Our only protection, perhaps, is that it is impossible. I have inquired among experts on this subject, and it is as certain as anything in this world is certain that we cannot produce 50,000 planes in a year and will be quite lucky if we can produce 10,000. This being so, why does the president ask for this fantastic number? A year and a half ago Boake Carter, radio commentator, broadcast the fleet maneuvers and described how the airplanes were demonstrating their superiority over the battleships. Roosevelt summoned Carter and gave him a "dressing down." He said the admirals complained. And he made it clear that the admirals were right. He did not share these novel notions about planes. The president is an admirals' man. He is an amateur admiral himself. He is a lover of battleships — with an old, deep sentimental passion about them like those British sea lords. He has been pouring all the preparedness money he has gotten into battleships. Now he wants planes — not some reasonable number that can be produced, but some fantastic number that cannot be produced. All this was done without very much consultation with the military chieftains who were quite at sea about it all when questioned by a congressional committee. The president has been sold this new and dramatic idea of fifty thousand planes just as he had been sold the Warren gold plan in a short conversation, just as he had been sold the vending-machine plan to put an end to retail clerks.

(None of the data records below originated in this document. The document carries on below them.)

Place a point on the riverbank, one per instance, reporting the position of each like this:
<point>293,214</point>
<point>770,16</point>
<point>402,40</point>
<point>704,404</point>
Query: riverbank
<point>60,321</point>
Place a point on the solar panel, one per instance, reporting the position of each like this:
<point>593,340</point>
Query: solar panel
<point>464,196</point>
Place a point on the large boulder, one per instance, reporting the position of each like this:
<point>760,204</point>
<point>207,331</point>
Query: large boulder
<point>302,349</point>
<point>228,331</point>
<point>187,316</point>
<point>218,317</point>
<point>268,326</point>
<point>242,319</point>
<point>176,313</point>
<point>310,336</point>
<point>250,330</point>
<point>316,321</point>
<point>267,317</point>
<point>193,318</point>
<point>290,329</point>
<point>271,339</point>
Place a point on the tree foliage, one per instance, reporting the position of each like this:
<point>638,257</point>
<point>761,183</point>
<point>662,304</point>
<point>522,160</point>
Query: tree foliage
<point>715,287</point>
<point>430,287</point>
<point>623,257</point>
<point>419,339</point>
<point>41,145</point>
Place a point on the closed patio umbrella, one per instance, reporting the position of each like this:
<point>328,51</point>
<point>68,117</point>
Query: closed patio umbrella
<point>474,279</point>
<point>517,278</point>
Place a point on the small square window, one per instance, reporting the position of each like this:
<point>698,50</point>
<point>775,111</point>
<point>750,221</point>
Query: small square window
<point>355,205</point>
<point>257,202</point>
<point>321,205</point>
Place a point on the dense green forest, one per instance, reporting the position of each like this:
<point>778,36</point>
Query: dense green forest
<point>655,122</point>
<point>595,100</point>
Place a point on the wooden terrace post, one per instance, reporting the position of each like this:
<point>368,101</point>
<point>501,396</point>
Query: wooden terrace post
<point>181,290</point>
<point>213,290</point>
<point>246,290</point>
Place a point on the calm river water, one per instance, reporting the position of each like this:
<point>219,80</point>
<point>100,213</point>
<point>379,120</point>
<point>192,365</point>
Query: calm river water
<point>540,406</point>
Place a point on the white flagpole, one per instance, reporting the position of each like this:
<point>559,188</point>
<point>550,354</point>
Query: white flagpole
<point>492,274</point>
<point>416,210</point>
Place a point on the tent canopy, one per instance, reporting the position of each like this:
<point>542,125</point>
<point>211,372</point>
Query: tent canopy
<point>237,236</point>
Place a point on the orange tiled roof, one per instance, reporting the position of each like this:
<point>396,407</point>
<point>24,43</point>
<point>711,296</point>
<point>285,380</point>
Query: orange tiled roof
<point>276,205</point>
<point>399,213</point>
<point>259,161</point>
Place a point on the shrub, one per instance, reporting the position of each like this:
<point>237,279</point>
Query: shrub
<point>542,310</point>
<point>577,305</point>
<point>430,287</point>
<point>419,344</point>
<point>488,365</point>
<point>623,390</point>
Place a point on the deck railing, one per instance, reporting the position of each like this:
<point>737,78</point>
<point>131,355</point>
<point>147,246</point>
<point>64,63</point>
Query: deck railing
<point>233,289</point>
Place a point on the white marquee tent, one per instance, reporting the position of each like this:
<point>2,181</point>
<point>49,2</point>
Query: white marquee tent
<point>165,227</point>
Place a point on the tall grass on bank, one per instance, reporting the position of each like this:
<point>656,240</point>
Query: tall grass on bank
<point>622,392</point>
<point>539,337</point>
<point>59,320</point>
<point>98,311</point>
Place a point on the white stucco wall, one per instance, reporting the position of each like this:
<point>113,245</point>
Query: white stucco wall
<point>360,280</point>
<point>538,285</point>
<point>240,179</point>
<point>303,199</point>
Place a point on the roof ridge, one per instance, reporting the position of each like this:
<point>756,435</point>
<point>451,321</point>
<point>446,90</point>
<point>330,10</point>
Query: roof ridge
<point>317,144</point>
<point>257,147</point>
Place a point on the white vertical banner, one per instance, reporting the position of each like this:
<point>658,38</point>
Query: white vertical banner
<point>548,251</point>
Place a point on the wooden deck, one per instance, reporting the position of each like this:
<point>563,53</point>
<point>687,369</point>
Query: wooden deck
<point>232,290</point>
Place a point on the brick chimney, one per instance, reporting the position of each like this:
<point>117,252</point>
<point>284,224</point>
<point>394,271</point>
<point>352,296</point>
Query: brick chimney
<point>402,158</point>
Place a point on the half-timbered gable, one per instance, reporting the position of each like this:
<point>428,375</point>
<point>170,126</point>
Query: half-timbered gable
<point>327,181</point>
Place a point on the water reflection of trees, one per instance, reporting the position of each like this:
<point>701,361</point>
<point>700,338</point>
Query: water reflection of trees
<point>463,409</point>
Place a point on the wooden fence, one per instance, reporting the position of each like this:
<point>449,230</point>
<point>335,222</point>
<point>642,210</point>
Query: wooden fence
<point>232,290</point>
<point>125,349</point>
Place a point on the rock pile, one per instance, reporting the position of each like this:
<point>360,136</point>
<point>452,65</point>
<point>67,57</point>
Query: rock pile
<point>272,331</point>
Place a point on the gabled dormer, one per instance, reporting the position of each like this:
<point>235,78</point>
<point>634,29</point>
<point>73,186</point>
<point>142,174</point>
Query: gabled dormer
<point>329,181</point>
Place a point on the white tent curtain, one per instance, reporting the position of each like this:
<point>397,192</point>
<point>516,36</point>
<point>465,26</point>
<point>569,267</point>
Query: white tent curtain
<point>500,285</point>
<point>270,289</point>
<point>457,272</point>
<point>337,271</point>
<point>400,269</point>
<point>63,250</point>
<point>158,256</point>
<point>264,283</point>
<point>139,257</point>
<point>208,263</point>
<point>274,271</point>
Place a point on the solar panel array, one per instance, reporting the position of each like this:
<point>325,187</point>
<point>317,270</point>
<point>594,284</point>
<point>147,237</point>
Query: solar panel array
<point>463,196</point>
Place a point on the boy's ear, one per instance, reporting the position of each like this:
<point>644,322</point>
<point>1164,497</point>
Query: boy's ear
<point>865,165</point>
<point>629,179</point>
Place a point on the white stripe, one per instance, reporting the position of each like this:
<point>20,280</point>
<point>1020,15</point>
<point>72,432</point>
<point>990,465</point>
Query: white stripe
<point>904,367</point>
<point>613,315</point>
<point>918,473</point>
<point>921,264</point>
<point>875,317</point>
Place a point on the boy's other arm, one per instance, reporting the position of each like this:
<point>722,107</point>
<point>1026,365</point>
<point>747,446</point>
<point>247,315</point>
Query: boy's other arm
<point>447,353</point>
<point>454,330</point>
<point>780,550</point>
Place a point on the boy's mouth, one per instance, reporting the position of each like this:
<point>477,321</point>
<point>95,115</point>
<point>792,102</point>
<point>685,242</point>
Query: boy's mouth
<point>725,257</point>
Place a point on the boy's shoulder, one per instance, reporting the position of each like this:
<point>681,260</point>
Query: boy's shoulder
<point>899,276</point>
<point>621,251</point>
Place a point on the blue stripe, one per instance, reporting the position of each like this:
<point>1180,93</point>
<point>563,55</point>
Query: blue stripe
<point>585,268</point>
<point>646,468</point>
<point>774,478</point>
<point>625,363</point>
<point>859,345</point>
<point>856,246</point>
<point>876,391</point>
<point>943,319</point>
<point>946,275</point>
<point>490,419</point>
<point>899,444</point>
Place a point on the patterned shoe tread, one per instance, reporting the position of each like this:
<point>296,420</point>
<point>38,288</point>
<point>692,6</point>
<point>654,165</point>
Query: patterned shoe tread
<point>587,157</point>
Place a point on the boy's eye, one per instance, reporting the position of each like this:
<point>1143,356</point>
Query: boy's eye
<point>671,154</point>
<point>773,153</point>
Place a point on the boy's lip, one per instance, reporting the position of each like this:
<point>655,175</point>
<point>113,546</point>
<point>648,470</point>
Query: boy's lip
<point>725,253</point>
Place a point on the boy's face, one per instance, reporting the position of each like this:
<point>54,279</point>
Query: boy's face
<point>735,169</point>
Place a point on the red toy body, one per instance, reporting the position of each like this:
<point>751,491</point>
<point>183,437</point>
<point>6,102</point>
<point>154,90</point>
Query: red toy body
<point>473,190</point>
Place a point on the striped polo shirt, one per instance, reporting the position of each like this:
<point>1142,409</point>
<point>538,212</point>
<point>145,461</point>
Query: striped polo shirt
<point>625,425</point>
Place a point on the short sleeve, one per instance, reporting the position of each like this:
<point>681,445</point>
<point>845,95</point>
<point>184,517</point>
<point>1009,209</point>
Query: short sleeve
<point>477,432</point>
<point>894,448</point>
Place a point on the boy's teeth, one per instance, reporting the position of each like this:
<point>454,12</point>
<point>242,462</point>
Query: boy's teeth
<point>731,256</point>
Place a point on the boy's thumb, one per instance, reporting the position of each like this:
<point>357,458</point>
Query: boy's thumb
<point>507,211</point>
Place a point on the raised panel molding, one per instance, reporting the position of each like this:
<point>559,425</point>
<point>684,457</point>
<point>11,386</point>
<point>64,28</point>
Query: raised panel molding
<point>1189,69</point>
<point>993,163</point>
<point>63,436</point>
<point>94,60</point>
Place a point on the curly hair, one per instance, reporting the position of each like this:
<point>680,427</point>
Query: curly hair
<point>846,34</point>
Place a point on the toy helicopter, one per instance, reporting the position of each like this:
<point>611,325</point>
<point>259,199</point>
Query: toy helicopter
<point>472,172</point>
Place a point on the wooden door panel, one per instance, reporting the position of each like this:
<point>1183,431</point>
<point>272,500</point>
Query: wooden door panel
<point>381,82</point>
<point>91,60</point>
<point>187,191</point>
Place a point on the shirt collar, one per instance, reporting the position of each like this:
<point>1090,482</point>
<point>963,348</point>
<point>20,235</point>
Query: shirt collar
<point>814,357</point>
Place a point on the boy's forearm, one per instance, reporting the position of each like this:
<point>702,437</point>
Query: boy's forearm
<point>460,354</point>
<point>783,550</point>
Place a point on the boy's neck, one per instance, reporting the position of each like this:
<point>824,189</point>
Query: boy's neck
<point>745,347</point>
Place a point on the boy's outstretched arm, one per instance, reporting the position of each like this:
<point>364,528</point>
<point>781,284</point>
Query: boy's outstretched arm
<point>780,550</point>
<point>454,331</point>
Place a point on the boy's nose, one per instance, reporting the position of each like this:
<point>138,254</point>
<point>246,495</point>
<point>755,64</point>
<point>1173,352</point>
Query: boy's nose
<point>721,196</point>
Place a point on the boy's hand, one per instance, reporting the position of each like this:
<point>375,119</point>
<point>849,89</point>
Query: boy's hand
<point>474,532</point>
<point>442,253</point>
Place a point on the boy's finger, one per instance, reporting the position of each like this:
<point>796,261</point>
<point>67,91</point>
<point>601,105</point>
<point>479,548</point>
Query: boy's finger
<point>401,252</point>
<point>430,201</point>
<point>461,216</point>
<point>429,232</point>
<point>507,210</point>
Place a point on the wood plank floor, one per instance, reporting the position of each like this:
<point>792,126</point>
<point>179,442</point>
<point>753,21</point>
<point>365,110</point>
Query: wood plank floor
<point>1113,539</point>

And then an election approaches. Americans are thinking of the 11 million people still unemployed, of the farm problem unsolved, of the utter paralysis of private investment, of the mounting public debt, of the scandals in Washington and local political machines and a score of other counts in the indictment by Roosevelt's political foes. And the war, the menace to our security, the call to national defense — all this will take the minds of our people off the failure to solve our own problems and will furnish a new excuse to spend another 10 or 15 billion dollars to return his party to power.

What is more serious than all this, of course, is that the president has been "meddling in" on the European situation for two years, and is increasing his meddling. While proclaiming himself the true neutral, he has been inching the country more and more toward active support of the two great empires. He is now the recognized leader of the war party. There is not the slightest doubt that the only thing that now prevents his active entry on the side of the Allies is his knowledge that he cannot take the American people in yet. He has said privately that he does not want to send men, will, in fact, never do it. If he went in, it would be merely with naval and air forces and with munitions and supplies. This, of course, is another example of the president's method of halfway thinking. Imagine this country going to war and then refusing to supply men to do the fighting!

This article is excerpted from Country Squire in the White House (1940), chapter 7, "The President Goes to War."

  • 1The Democratic platform of 1932 declared, "For a navy and an army adequate for national defense, based on a survey of all facts affecting the existing establishments, that the people in time of peace may not be burdened by an expenditure fast approaching $1,000,000,000 annually."